That independence is extremely important. Americans tend not to think about whether or not there is a problem with confidence in the value of the US dollar. They simply assume that our currency is as solid as gold, that the sun will rise tomorrow, grass is green, the sky is blue, etc. They would benefit from a look at how things happen in other countries. I have done a lot of consulting with governments in small countries about how to run their exchange rate and monetary policies (among other things), and there can be major opportunities not just for mismanagement, but also for corruption, if politicians have the power to influence monetary policy.

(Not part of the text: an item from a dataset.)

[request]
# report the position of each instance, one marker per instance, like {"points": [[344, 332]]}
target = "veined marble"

For one thing, who ever heard of a politician wanting higher interest rates? Yet, unfortunately, we need them sometimes to avoid inflation and to avoid devaluing the currency. Would politicians allow it? Maybe, maybe not. At a minimum there would be built in bias toward inflation. And as for corruption, just imagine the money you could rake in if you knew ahead of time that Senator X was going to engineer the nomination of a known easy-money candidate to the Federal Reserve. This isn't imaginary. Such things have happened in other countries, and the profiteers on Wall St. wouldn't blink for a second if they thought there was a profit opportunity.

Even Senator Dodd's proposal to limit the powers of the Fed to make emergency loans worries me. I don't like for one second the terms under which the Fed has essentially given away huge sums to Wall St. in the past year or so. But I would like it even less if they didn't do it at all. What is needed is willingness to enforce regulations on Wall St., not injecting political grandstanders into situations where quick action is needed to bail us out of the incompetent economic management of morons like the Bush administration.

So count me as a fan of regulation but also a fan of independence of the central bank. Some things are just so obviously beyond the ability of politicians to get right that we shouldn't even let them hint at doing it.